Ranking

Introduction

Outlier detection for unsupervised tasks is difficult. The difficulty arises with how to evaluate whether the selected methods for outlier detection and thresholding are correct or the best for the dataset. Often, additional post-evaluation involves visual or domain knowledge based decisions to make a final call. This process can be tedious and is often just as complex as the methods used to do the outlier detection in the first place.

However, there are some robust statistical methods that can be used to indicate or at least provide a guide of which outlier detection and thresholding methods perform better than others. This process is that of a ranking problem and can be used to list in order the evaluated outlier detection and thresholding methods in terms of their respective performance with other methods.

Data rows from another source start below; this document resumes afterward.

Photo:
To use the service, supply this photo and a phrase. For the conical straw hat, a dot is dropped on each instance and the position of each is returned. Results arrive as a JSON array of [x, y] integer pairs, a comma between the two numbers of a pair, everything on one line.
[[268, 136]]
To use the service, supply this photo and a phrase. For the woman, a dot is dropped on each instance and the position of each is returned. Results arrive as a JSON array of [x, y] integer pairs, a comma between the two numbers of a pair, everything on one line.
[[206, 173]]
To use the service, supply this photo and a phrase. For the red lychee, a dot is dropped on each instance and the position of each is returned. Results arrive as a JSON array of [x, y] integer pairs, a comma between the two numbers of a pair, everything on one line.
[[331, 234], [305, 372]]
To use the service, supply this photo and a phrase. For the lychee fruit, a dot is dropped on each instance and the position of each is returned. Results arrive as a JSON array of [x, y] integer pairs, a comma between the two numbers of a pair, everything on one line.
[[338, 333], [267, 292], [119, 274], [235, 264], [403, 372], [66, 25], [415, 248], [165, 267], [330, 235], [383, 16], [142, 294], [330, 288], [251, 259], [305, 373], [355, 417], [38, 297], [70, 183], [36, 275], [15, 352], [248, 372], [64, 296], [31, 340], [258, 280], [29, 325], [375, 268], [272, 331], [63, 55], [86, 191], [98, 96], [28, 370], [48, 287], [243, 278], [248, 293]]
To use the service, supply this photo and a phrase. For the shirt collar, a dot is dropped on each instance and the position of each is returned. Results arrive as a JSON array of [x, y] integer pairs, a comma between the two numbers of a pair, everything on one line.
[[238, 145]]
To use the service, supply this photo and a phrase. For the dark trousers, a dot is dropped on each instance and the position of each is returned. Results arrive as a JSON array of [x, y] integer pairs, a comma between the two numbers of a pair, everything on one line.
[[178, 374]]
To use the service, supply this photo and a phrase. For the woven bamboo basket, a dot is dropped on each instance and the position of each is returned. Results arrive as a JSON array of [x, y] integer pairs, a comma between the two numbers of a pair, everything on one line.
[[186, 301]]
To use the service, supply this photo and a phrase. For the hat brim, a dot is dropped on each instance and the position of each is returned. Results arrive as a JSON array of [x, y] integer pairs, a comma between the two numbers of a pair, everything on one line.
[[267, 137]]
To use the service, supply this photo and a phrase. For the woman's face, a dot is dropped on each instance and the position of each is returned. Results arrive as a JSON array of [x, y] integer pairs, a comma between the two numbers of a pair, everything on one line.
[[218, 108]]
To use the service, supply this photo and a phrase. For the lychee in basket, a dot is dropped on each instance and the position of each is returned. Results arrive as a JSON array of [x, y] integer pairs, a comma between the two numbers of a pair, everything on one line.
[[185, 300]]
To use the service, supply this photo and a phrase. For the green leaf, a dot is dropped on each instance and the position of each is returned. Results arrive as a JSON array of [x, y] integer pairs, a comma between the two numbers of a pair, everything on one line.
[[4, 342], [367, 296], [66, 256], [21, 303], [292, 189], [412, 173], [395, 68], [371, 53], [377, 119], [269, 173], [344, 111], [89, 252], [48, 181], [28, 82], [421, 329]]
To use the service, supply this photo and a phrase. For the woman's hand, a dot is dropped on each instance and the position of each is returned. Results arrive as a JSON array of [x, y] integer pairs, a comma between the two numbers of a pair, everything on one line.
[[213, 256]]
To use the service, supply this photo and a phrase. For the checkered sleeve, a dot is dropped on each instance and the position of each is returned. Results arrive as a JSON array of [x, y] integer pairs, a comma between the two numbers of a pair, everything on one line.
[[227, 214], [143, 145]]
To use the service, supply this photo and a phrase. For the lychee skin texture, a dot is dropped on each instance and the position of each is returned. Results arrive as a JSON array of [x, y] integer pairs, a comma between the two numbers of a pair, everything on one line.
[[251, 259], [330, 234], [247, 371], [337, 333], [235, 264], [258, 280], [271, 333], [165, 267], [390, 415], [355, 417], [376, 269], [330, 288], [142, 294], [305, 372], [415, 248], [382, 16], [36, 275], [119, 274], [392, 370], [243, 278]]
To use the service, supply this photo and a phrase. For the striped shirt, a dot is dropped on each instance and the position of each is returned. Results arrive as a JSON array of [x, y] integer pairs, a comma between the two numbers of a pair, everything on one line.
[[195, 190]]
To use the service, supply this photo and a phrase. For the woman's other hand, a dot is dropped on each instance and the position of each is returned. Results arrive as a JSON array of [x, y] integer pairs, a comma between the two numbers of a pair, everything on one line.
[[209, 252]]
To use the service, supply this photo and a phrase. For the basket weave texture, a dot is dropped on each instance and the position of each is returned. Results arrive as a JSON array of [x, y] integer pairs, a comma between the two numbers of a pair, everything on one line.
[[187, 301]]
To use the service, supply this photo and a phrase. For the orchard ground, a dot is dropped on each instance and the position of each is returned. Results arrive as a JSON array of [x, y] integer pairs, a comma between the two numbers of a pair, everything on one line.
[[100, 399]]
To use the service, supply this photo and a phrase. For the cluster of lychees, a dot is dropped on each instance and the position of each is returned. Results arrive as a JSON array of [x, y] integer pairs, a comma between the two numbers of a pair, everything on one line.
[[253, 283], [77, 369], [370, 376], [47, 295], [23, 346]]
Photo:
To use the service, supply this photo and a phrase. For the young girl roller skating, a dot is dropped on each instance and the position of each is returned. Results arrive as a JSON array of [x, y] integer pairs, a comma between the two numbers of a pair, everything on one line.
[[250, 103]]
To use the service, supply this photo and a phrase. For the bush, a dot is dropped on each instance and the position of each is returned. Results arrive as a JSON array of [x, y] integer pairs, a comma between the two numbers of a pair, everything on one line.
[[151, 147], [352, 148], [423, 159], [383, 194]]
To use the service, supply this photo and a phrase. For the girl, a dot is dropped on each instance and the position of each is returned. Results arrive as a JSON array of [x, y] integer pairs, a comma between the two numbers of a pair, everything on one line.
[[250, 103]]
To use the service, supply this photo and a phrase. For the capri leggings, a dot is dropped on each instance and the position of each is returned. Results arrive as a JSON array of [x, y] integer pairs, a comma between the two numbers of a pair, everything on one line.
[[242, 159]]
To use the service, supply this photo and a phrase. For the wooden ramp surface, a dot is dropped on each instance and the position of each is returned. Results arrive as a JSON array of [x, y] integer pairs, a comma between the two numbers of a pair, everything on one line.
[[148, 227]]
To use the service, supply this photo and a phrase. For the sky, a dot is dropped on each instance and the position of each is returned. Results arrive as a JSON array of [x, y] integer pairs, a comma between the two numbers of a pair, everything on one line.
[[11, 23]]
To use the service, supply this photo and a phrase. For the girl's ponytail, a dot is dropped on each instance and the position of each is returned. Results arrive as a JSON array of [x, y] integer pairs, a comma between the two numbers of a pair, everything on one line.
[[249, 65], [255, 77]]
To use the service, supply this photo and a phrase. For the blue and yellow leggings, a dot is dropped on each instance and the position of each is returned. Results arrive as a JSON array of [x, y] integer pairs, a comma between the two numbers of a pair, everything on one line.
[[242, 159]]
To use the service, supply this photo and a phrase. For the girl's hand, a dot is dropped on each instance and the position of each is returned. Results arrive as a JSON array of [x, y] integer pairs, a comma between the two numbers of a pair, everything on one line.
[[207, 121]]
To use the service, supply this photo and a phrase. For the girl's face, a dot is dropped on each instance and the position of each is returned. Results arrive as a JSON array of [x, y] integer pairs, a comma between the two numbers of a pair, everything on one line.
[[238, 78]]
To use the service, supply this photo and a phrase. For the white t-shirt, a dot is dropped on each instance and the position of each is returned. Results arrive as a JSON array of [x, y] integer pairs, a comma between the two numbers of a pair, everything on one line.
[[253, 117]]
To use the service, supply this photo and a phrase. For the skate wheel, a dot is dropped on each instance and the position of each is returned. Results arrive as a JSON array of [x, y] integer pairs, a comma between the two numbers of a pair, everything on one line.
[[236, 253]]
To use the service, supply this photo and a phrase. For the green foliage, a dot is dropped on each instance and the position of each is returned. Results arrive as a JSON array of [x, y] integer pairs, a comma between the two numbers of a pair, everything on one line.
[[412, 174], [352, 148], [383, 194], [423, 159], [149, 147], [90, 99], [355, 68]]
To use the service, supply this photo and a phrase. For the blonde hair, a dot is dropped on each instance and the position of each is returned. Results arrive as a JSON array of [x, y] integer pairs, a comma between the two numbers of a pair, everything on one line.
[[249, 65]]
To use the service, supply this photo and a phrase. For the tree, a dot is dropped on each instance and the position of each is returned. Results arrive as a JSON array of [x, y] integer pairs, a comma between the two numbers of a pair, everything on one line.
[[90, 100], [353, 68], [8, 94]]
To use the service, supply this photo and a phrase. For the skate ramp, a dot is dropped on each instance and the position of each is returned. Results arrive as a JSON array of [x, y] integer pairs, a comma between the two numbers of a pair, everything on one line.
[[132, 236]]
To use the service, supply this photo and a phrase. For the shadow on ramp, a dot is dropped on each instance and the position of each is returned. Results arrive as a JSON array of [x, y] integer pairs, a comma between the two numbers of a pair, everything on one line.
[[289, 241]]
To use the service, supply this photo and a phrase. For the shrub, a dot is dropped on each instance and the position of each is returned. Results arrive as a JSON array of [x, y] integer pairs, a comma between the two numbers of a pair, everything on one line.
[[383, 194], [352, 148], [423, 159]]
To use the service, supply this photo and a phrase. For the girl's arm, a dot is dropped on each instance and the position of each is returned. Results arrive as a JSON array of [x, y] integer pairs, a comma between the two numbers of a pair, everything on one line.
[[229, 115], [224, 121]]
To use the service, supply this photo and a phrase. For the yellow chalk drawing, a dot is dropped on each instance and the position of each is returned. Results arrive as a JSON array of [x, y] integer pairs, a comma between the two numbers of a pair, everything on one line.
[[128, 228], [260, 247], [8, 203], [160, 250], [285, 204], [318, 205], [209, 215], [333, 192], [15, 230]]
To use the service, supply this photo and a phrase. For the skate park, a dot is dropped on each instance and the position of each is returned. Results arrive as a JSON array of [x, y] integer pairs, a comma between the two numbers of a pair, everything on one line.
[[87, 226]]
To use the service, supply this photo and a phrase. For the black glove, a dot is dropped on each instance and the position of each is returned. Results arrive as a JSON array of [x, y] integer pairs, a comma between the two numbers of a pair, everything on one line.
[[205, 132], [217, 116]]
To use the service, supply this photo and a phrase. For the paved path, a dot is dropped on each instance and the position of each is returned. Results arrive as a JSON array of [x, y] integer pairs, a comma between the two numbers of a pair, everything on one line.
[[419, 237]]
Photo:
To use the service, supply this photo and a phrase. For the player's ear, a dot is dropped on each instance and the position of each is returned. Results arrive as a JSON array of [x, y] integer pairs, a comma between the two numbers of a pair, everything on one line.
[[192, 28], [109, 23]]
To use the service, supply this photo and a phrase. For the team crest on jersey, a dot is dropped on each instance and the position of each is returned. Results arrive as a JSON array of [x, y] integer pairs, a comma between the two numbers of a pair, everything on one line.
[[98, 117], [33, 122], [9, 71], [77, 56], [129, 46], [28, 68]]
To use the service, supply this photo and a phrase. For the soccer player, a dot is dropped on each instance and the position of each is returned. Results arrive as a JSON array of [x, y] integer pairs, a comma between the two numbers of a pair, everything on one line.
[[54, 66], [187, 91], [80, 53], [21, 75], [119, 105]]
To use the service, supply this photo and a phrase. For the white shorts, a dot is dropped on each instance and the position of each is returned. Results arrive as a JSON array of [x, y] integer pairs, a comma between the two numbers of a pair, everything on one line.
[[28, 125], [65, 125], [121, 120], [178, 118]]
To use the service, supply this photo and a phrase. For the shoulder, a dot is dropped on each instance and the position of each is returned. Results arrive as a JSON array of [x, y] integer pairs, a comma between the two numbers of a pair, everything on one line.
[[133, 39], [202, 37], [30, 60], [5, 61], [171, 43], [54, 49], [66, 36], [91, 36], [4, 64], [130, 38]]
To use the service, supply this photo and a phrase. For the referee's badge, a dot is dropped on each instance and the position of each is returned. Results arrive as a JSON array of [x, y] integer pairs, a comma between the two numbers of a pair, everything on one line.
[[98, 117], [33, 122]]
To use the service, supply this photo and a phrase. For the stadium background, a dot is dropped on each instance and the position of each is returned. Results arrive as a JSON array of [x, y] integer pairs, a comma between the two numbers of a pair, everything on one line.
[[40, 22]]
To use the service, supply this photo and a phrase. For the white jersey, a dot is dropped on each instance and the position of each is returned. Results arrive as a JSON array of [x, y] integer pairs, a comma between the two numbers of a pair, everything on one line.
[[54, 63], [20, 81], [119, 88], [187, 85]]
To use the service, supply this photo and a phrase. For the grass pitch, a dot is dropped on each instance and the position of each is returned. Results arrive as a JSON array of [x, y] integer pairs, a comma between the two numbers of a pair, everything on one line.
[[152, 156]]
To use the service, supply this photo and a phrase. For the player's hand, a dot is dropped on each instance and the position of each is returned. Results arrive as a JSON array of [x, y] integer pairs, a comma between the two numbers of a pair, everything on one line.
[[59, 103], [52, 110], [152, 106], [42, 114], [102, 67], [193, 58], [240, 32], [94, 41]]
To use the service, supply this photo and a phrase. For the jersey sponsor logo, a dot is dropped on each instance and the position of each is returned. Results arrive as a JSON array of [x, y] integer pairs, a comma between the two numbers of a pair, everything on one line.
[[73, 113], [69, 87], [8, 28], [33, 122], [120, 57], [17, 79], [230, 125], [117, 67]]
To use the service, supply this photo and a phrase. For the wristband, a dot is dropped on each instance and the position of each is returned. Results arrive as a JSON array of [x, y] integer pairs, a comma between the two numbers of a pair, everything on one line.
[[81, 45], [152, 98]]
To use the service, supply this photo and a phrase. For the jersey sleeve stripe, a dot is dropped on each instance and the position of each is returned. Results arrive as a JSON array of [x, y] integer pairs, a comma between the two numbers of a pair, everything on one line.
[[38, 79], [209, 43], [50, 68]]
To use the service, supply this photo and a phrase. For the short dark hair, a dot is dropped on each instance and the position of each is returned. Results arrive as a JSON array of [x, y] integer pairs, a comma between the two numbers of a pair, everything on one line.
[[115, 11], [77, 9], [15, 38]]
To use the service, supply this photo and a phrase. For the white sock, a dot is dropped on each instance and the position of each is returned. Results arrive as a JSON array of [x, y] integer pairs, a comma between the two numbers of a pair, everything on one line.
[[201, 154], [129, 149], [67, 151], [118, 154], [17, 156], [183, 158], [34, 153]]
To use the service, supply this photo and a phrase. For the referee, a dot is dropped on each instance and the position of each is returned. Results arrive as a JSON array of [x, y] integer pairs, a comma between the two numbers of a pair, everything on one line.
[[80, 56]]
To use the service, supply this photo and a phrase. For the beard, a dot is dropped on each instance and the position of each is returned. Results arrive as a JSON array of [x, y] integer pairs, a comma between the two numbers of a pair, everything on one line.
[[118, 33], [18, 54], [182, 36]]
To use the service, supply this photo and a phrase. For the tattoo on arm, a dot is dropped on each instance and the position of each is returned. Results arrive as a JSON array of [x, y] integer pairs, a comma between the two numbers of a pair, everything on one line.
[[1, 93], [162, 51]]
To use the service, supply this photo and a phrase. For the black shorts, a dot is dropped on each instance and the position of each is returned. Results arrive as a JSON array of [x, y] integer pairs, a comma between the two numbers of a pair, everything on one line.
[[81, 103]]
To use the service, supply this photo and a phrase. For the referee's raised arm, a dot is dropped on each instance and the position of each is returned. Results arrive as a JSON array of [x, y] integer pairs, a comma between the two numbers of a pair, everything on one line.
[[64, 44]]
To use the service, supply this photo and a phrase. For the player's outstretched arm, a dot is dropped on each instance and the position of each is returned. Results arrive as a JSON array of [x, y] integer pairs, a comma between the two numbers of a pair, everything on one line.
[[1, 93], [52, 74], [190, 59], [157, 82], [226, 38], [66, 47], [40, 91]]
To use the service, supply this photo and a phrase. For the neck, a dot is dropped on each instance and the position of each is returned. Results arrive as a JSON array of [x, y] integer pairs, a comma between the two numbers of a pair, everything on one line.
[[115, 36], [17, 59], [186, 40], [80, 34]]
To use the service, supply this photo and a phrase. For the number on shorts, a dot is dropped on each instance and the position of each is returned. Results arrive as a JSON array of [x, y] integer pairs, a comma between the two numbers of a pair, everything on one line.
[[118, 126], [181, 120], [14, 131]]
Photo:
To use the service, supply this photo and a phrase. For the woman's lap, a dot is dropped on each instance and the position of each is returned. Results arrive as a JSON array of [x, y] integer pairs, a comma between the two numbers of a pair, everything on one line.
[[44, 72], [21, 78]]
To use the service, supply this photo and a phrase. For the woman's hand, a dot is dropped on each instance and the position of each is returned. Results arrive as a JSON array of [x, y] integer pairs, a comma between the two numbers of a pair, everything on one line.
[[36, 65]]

In order to rank the multiple outlier detection and thresholding methods’ capabilities of effectively labeling a given dataset, it is important to note what is defined by “capabilities”. In this case, this refers to how well the predicted labels solved by the outlier detection and thresholding method compares to the true labels. This can be done using the F1 score or Matthews correlation coefficient (MCC). But, since unsupervised tasks means there is lack of true labels, the best option is to use other robust statistical metrics that have a strong correlation to the above mentioned scores.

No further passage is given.